| Summary | National Percentile | Rank vs Metro |
|---|---|---|
| Housing | 75th | Fair |
| Demographics | 75th | Best |
| Amenities | 47th | Fair |
Multifamily Valuation
| Property Details | |
|---|---|
| Address | 400 N Chapel Ave, Alhambra, CA, 91801, US |
| Region / Metro | Alhambra |
| Year of Construction | 1972 |
| Units | 84 |
| Transaction Date | 2024-11-12 |
| Transaction Price | $14,700,000 |
| Buyer | RAINTREE WOODSIDE LLC |
| Seller | WOODSIDE TERRACE PARTNERSHIP |
400 N Chapel Ave Alhambra Multifamily Opportunity
Neighborhood renter demand is supported by a high renter-occupied share and a high-cost ownership market, according to WDSuite’s CRE market data. Metrics referenced are for the neighborhood, not the property, and point to stable occupancy with rents positioned above national levels.

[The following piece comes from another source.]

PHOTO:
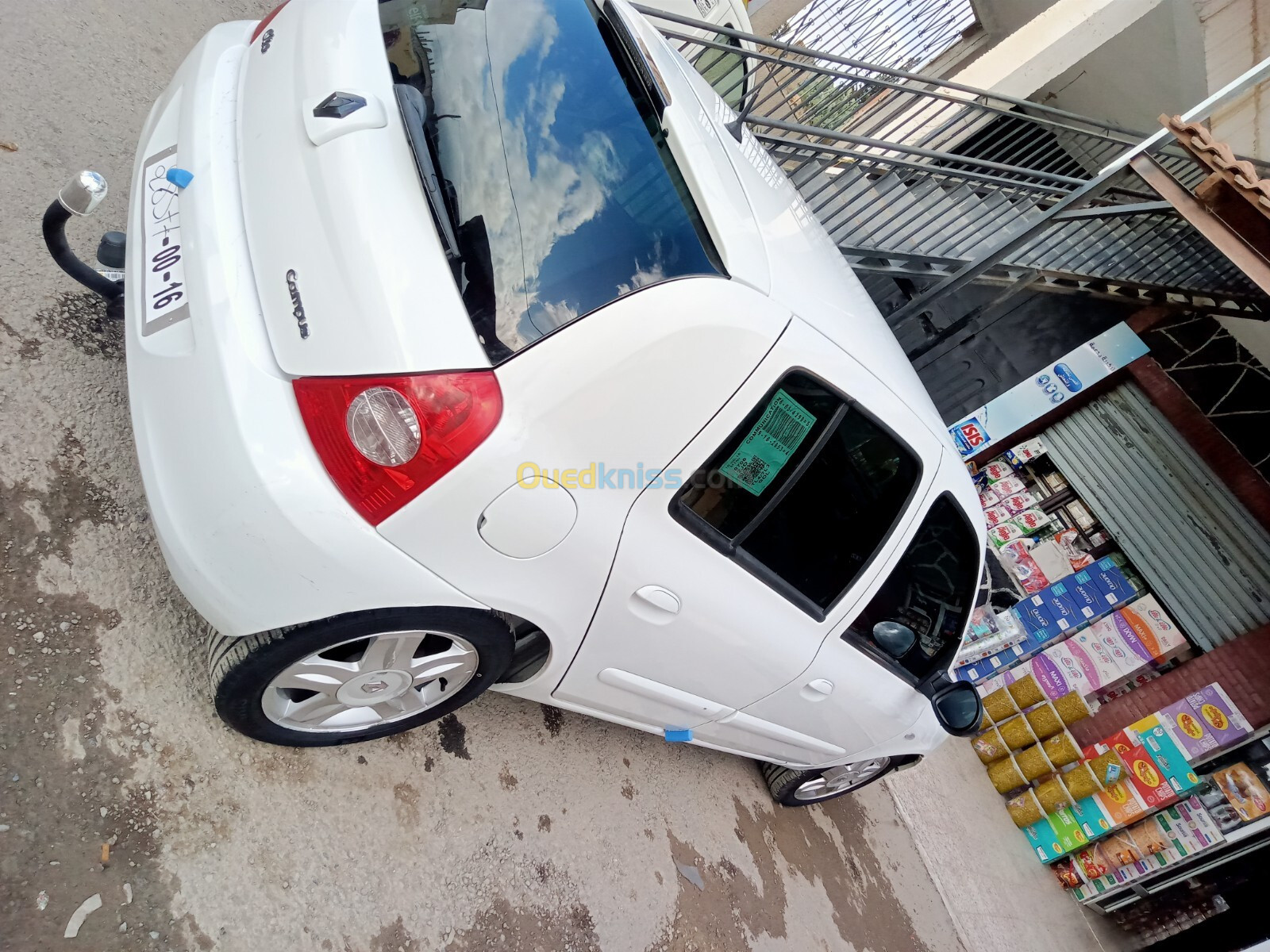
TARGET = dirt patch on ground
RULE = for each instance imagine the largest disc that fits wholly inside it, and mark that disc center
(67, 781)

The property sits in Alhambra within the Los Angeles-Long Beach-Glendale metro, in a neighborhood rated B+ and competitive among Los Angeles-Long Beach-Glendale neighborhoods (rank 466 out of 1,441). Investor interest is underpinned by a renter-occupied share above metro medians, which typically broadens the tenant base and supports leasing velocity.
Local amenity access is mixed: restaurants are dense (top national percentiles), and grocery options score well above national medians. However, cafes, parks, and pharmacies are sparse within the neighborhood boundary, so day-to-day convenience leans on nearby corridors rather than immediate blocks. For investors, this balance suggests solid daily needs coverage with some walkable amenity gaps to monitor during marketing and retention efforts.
On rent and occupancy, neighborhood occupancy is around the national average, while median contract rents sit well above national levels, per commercial real estate analysis from WDSuite. Elevated home values relative to national benchmarks reinforce renter reliance on multifamily housing, which can aid pricing power and lease retention for well-managed assets.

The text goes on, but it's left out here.